Indoor farming was touted as the cutting-edge answer to food security, but we have seen many ventures face significant challenges that have limited their potential.
The sector has been plagued by economic and operational struggles, such as the high costs of energy or a limited appetite from consumers.
Ray Poh, founder and managing director of Singaporean hydroponics startup, Artisan Green, also believes that indoor farming businesses tend to overlook the challenges of efficiently distributing produce.
“This is where many farms fail: the downstream distribution side. They could invest in their own delivery vans, but it’s not as efficient as partnering with a strategic distributor. If you look at farms overseas, they have growers that focus on growing, packers handle packaging, and marketers handle sales and distribution. By aggregating products from multiple farms, they actually have economies of scale.”
This challenge in Singapore is more apparent, as farm there are smaller and fragmented.
While the Singaporean government has encouraged the establishments of more farms, not many of them survived long term.
“I’ve always advocated that if farmers really wanted to get into this business, they need to have a strategic partner, like a distributor. Otherwise, you’ll be able to grow crops, but you won’t be able to fulfil these orders at scale,” Poh told AgTechNavigator.
Artisan Green gets around these issues because Poh also owns a food distribution business.
“In our case, we just so happen to operate a food distribution company alongside our farm. This allows us to efficiently market and distribute our products. For example, a single box of microgreens might sell for $8, but instead of delivering just one box at a time, we collect multiple orders from the farm. We consolidate them at our warehouse and handle centralised distribution.
“The advantage is that our average order isn’t just microgreens—it includes meats, seafood, and other products, increasing the overall basket size and making logistics more cost-effective."
Artisan Green produces leafy greens like baby spinach, herbs like coriander, as well as microgreens for the food and beverage sector.
It currently operates a 300sqm indoor farm in Kallang, on the fringes of central Singapore and is set to expand to a 2-hectare site by the end of 2025.
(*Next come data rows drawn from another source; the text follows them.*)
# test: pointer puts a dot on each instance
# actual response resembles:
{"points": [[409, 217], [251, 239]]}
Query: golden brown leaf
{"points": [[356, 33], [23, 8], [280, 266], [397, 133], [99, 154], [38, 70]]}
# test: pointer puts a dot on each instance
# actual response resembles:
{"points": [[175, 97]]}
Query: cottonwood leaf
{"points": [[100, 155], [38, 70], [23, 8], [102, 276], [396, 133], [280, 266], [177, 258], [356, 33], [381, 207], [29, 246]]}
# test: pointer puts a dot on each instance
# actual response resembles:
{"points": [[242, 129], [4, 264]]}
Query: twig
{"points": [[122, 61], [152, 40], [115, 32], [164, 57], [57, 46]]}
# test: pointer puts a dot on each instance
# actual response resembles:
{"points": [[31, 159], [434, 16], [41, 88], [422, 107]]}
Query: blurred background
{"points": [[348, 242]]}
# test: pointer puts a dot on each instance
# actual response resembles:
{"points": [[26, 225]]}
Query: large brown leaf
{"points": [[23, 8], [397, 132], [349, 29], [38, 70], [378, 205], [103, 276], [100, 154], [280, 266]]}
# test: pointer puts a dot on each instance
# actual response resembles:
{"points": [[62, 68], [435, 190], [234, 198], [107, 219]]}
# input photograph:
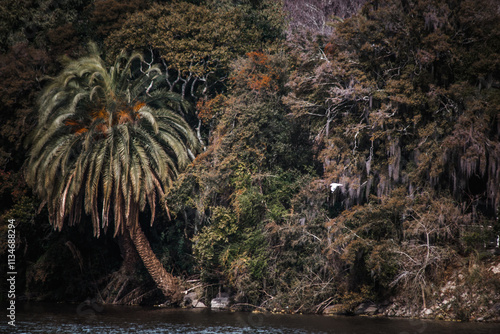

“Because of our space, we can’t produce as much as we want. And we have a reverse problem from other farms in that our demand is more than our supply. We’re getting that solved with more space,” said Poh.
In addition to new a new site, Artisan Green has partnered with global tech giant Siemens to build a platform that would allow it to digitise its processes.
“There’s a lot of science involved in terms of mixing the nutrients, how much to dose, lighting hours… These crop protocols will be digitised on the platform. We’ll gave crop recipes on this platform. So basically, from a seedling stage all the way until harvesting, and whether it’s a cut and regrow kind of crop, it’s all stored in this platform. We do the research this one time, and then after that, we upload the entire process of how it grows in this platform, and it executes it without us having to monitor it in future.”
The initial investment for this expansion is roughly S$15 million and the company is projecting and annual revenue of S$14million in the first year.
Poh declined to comment on the firm’s current revenue.